Genomic structural variants constrain and facilitate adaptation in natural populations of Theobroma cacao, the chocolate tree

Abstract

Genomic structural variants (SVs) can play important roles in adaptation and speciation. Yet the overall fitness effects of SVs are poorly understood, partly because accurate population-level identification of SVs requires multiple high-quality genome assemblies. Here, we use 31 chromosome-scale, haplotype-resolved genome assemblies of Theobroma cacao-an outcrossing, long-lived tree species that is the source of chocolate-to investigate the fitness consequences of SVs in natural populations. Among the 31 accessions, we find over 160,000 SVs, which together cover eight times more of the genome than single-nucleotide polymorphisms and short indels (125 versus 15 Mb). Our results indicate that a vast majority of these SVs are deleterious: they segregate at low frequencies and are depleted from functional regions of the genome. We show that SVs influence gene expression, which likely impairs gene function and contributes to the detrimental effects of SVs. We also provide empirical support for a theoretical prediction that SVs, particularly inversions, increase genetic load through the accumulation of deleterious nucleotide variants as a result of suppressed recombination. Despite the overall detrimental effects, we identify individual SVs bearing signatures of local adaptation, several of which are associated with genes differentially expressed between populations. Genes involved in pathogen resistance are strongly enriched among these candidates, highlighting the contribution of SVs to this important local adaptation trait. Beyond revealing empirical evidence for the evolutionary importance of SVs, these 31 de novo assemblies provide a valuable resource for genetic and breeding studies in Tcacao.

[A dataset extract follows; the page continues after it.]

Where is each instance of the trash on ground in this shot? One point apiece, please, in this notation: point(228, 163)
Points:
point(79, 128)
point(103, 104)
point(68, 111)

Keywords: cacao; de novo assembly; genetic load; local adaptation; structural variants.

Fig. 1.

SVs identified from 62 high-quality genome assemblies. (A) Approximate locations of the study populations. (B) Sequence contiguity (based on the 5,000 longest contigs) between the two published reference assemblies (black lines) and our 31 assemblies (one haplotype per accession; colored lines). For each of our assemblies, the cumulative sequence length increases faster than in the reference genomes, indicating higher contiguity. (C) The number of SVs identified for each accession. (D) The number of SVs overlapping different genomic features, counted individually for each accession. (E) The number of uniquely located SVs at different regions of the genome, counted in windows of 2 Mb.

Fig. 2.

Fitness effects of SVs. (A) AFS for each SV type, compared to synonymous (sSNP) and nonsynonymous (nSNP) nucleotide variants. (B) AFS for SVs overlapping different genomic features. (C) Measures of selective constraint at genes affected by SVs. Shown are the ratio of nonsynonymous to synonymous nucleotide diversity (π_N/π_S) and the ratio of nonsynonymous to synonymous nucleotide divergence (d_N/d_S) for genes within the SVs and for genes overlapping the SV breakpoints. Gray horizontal lines show medians of control genes. (D) The probability that a variant within 5 Kb of a gene is associated with its expression. The SV results are compared to randomized data (RAND) and SNPs. Common variant: MAF > 0.05, rare variant: MAF ≤ 0.05. Error bars show 95% CIs.

Fig. 3.

Genetic load at inversions. (A) Absolute nucleotide differentiation (d_XY) between the major and minor homozygotes (INV), compared to random collinear regions of equal size (CTRL). (B) Average decay of linkage disequilibrium as a function of physical distance in collinear regions and in the major and minor INV homozygotes (estimated using the same sample size). (C) Percentage of derived nucleotide alleles in collinear regions and in the major and minor INV homozygotes. Results are divided into intergenic regions (>5 Kb from each gene), synonymous sites (4-fold), and nonsynonymous sites (0-fold). Error bars show 95% CIs. (D) The percentage of nonsynonymous SNPs predicted to be deleterious. Error bars show 95% CIs.

Fig. 4.

SVs and local adaptation. (A) Variation along the first two eigenvectors of a principal components analysis conducted with SVs. (B) The distribution of F_ST estimates for the three SV types compared to simulated neutral samples (SIM). (C) Example of a nonrecombining haplotype block, caused by a 330-Kb INV (shaded area). Shown are SNP-based F_ST estimates between the Iquitos and Nanay populations. (D) Expression level at genes affected by selection outlier SVs. Shown are five genes with the largest proportion of expression variance explained by the SVs (R²). (E) Relationship between 126 resequenced cacao accessions (30) used in genotyping our assembly-based SVs. Accessions are labeled according to their largest contributing ancestral population. Shown are t-distributed stochastic neighbor embedding (t-SNE) projections performed on genome-wide SNP data (SI Appendix, Fig. S19 shows t-SNE on SV data.) (F) P values from an ancestry-based genome scan, conducted using 3,011 SVs genotyped for the 126 accessions. Red dashed line: Q < 0.1.